Nel reparto ginecologia e ostetricia non vi è stato nessun caso contagio tra il personale e parallelamente il numero nati di quest’anno ha già superato i numeri del 2019.

NOVITA' - PLASMA, TAC E RISONANZA MAGNETICA

Al Regina Montis Regalis sono state inoltre raccolte, ad oggi, 55 sacche di plasma iperimmune e sono stati trattati 12 pazienti.

"Attualmente rappresentiamo una banca plasma di quadrante, ma siamo pronti a rifornire altri ospedali"- aggiunge Ippoliti. 

Le USCA sono arrivate da 10 a 24 unità e, nonostante la pandemia, l’ospedale ha proseguito il suo lavoro con impegno costante, come dimostrano la nuova TAC (che permette anche lo studio delle coronarie), vantaggio anche per la diagnostica delle patologie neurologiche acute e la risonanza magnetica 1.5 Tesla. Ampliati il DEA (+10 posti letto) e la rianimazione (+15). 

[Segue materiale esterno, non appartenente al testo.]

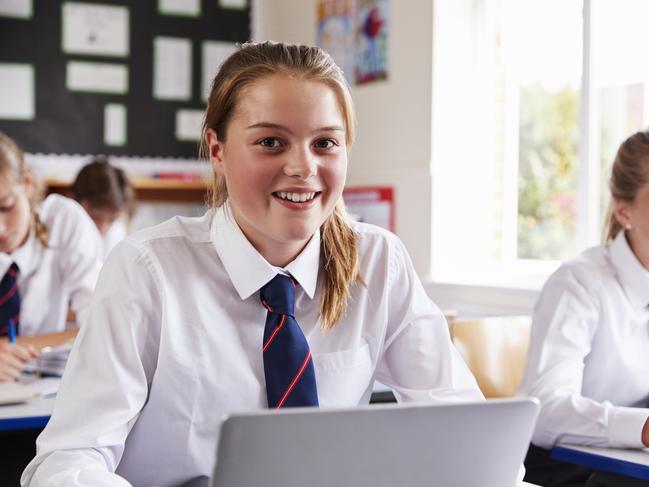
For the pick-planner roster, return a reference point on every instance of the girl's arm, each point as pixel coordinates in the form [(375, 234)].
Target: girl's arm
[(81, 254), (13, 358), (106, 381), (565, 320), (419, 360)]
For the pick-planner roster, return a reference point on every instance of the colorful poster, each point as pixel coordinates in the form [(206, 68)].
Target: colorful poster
[(371, 41), (336, 33)]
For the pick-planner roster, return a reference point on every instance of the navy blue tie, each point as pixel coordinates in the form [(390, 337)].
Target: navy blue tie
[(9, 300), (288, 366)]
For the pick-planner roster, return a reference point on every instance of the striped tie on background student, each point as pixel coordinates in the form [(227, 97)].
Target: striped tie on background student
[(9, 300)]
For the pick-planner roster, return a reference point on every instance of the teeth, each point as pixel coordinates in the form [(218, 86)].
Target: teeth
[(296, 197)]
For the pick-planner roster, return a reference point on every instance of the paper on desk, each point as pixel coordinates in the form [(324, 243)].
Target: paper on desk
[(51, 361), (42, 386), (14, 392)]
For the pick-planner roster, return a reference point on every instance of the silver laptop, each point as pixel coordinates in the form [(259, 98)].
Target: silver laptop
[(464, 445)]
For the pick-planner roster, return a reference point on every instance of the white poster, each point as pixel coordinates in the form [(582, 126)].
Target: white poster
[(96, 77), (21, 9), (100, 30), (236, 4), (185, 8), (115, 124), (17, 93), (172, 68), (214, 53), (188, 125)]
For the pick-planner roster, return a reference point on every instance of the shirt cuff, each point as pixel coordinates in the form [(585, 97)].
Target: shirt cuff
[(625, 427)]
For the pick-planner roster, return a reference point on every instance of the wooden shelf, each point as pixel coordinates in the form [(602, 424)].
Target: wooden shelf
[(150, 189)]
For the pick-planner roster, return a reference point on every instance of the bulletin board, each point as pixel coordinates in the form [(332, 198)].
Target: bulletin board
[(112, 77)]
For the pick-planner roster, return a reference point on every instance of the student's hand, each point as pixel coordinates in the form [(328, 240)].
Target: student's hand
[(13, 358)]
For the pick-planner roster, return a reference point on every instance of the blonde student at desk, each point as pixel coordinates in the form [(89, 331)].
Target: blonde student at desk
[(107, 195), (198, 317), (48, 259), (587, 361)]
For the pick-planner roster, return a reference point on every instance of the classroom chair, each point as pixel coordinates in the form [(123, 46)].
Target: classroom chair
[(495, 349)]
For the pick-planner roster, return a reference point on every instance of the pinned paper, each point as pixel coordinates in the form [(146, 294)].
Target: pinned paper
[(172, 68), (100, 30), (17, 93)]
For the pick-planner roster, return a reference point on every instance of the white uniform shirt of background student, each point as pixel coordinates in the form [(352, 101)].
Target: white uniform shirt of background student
[(56, 248), (176, 331), (587, 361)]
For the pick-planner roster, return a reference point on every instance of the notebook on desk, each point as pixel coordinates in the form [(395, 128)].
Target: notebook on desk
[(461, 445)]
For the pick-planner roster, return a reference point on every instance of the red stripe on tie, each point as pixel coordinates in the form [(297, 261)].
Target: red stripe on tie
[(275, 332), (297, 378), (10, 293)]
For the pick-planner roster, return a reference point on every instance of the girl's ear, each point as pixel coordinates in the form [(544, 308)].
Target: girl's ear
[(622, 210), (216, 149), (29, 181)]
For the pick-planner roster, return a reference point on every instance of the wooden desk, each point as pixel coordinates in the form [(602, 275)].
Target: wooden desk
[(48, 339), (614, 467)]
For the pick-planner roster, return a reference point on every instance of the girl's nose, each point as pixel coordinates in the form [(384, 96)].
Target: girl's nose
[(302, 163)]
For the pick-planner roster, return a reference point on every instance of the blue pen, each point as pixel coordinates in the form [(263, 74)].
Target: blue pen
[(12, 331)]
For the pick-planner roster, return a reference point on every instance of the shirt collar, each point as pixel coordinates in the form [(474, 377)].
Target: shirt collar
[(633, 276), (23, 256), (247, 268)]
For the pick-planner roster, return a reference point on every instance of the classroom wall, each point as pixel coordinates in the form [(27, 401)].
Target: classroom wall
[(393, 144)]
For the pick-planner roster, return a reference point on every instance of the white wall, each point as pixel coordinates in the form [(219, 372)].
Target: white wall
[(393, 144)]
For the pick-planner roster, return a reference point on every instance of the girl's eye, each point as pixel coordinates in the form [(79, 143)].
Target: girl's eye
[(326, 144), (270, 142), (7, 207)]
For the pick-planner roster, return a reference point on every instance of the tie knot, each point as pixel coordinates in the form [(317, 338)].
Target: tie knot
[(13, 270), (278, 296)]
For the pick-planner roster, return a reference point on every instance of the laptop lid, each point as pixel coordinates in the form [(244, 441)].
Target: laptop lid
[(464, 445)]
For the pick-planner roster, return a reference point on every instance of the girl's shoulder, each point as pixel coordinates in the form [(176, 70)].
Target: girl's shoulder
[(67, 223), (56, 210), (375, 242), (55, 205)]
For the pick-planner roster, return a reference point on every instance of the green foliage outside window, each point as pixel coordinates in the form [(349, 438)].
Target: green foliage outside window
[(547, 172)]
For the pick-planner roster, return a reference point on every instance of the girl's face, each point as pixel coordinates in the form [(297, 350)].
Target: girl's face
[(15, 214), (636, 214), (284, 162)]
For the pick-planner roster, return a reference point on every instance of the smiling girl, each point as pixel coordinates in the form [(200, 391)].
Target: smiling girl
[(272, 299), (48, 260)]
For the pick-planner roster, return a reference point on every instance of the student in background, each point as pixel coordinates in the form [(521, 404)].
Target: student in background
[(192, 319), (48, 258), (106, 193), (587, 361)]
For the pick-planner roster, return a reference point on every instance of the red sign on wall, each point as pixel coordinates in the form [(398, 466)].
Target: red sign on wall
[(371, 205)]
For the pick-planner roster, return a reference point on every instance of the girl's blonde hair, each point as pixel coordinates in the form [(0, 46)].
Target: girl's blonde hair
[(104, 186), (630, 172), (250, 63), (12, 167)]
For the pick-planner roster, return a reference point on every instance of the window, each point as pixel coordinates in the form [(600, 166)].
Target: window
[(531, 99)]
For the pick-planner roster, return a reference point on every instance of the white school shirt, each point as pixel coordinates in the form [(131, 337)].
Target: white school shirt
[(588, 358), (115, 234), (175, 344), (63, 273)]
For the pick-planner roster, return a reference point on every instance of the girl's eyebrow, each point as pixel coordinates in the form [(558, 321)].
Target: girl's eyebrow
[(276, 126)]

Accresciuta la collaborazione multidisciplinare tra neurologia utic e dea che ha consentito di formulare un progetto per il trattamento dell’ictus in fase acuta mediante trombolisi endovenosa (golden hour) attualmente al vaglio della Regione. 

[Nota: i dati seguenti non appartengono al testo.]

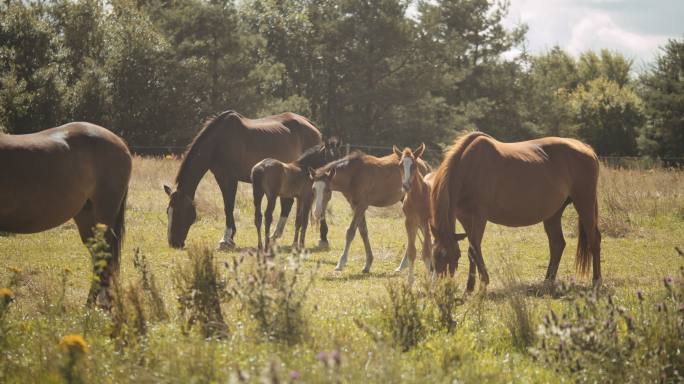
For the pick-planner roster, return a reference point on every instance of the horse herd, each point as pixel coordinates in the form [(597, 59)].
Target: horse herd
[(82, 171)]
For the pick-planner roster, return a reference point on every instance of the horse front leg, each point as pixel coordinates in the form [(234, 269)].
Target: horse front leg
[(323, 243), (298, 224), (475, 233), (427, 247), (306, 211), (411, 231), (270, 206), (258, 195), (363, 230), (228, 188), (404, 260), (351, 232), (285, 208)]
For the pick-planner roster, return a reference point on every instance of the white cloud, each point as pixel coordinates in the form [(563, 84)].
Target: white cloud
[(598, 30), (578, 26)]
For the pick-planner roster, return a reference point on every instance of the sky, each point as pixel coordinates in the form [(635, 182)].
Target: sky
[(635, 28)]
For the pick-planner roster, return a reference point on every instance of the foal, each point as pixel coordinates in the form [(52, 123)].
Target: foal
[(274, 178), (416, 207), (364, 181)]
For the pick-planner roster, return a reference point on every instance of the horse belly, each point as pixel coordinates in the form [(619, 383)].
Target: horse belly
[(525, 211), (518, 203), (42, 195)]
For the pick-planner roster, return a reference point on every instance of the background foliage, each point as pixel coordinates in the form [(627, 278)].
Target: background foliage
[(380, 72)]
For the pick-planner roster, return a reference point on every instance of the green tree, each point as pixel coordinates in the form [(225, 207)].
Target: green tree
[(81, 27), (145, 107), (663, 93), (465, 40), (608, 116), (30, 83)]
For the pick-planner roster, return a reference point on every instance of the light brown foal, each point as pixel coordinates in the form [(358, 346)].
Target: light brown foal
[(515, 184), (416, 207), (365, 181)]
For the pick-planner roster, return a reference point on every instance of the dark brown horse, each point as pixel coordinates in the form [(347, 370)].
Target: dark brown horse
[(274, 179), (229, 145), (79, 171), (365, 181), (515, 184)]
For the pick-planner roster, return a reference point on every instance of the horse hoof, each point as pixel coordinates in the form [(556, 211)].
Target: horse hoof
[(226, 245)]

Contemporaneamente è stata accresciuta anche l’attività del Centro Sclerosi Multipla, dell’ambulatorio per il Parkinson quello per l’epilessia e quello del centro cefalee. Presso il centro di Neurofisiologia clinica si possono eseguire accertamenti ed indagini a supporto dei colleghi urologi ginecologi e NPI. 

Un lavoro corale tra l'ASL, l'amministrazione, gli operatori sanitari e i cittadini che hanno dato fiducia all'ospedale. 

"Tante sono le categorie dei lavoratori che vanno ringraziate e i risultati ottenuti sono il frutto di un impegno CORALE che ha riguardato tutta la componente medica, gli infermieri, gli operatori socio sanitari, le ostetriche, i tecnici di laboratorio, i tecnici radiologi, gli operatori delle camere mortuarie (questi ultimi in particolare per il rispetto e la dignità con cui hanno svolto il loro triste compito),  i lavoratori degli uffici tecnici,  l’ingegneria clinica, il personale  amministrativo, i ragazzi dell’impresa di pulizie,  i volontari dei mezzi di soccorso e di stazionamento davanti ai P.O. e al DEA, al fine di accogliere e indirizzare la gente ed in particolare l’associazione ASSO che ha raccolto 168.331,08 euro risorse che ci hanno permesso l’acquisto di beni preziosi  per l’ospedale. Un ringraziamento all’ Amministrazione Comunale nella sua interezza a cominciare dal Sindaco (anche per la fiducia riposta in me quale suo incaricato), al presidente del consiglio comunale, alla segretaria comunale, agli assessori ai consiglieri comunali TUTTI, di maggioranza e di minoranza e tutti quei cittadini che anche solo incontrandomi per strada mi hanno sempre sostenuto ed incitato. Il mio ulteriore ringraziamento va ai vertici della ASL Cn1 al Direttore Generale, dottor Brugaletta, al DSA  Dott. Noto, al DA dottoressa Carignano e al Direttore Sanirario di Presidio Dottor Grillo e ovviamente anche al Commissario straordinario per l’emergenza Covid il dottor Guerra che ci è venuto recentemente in appoggio."

Arianna P.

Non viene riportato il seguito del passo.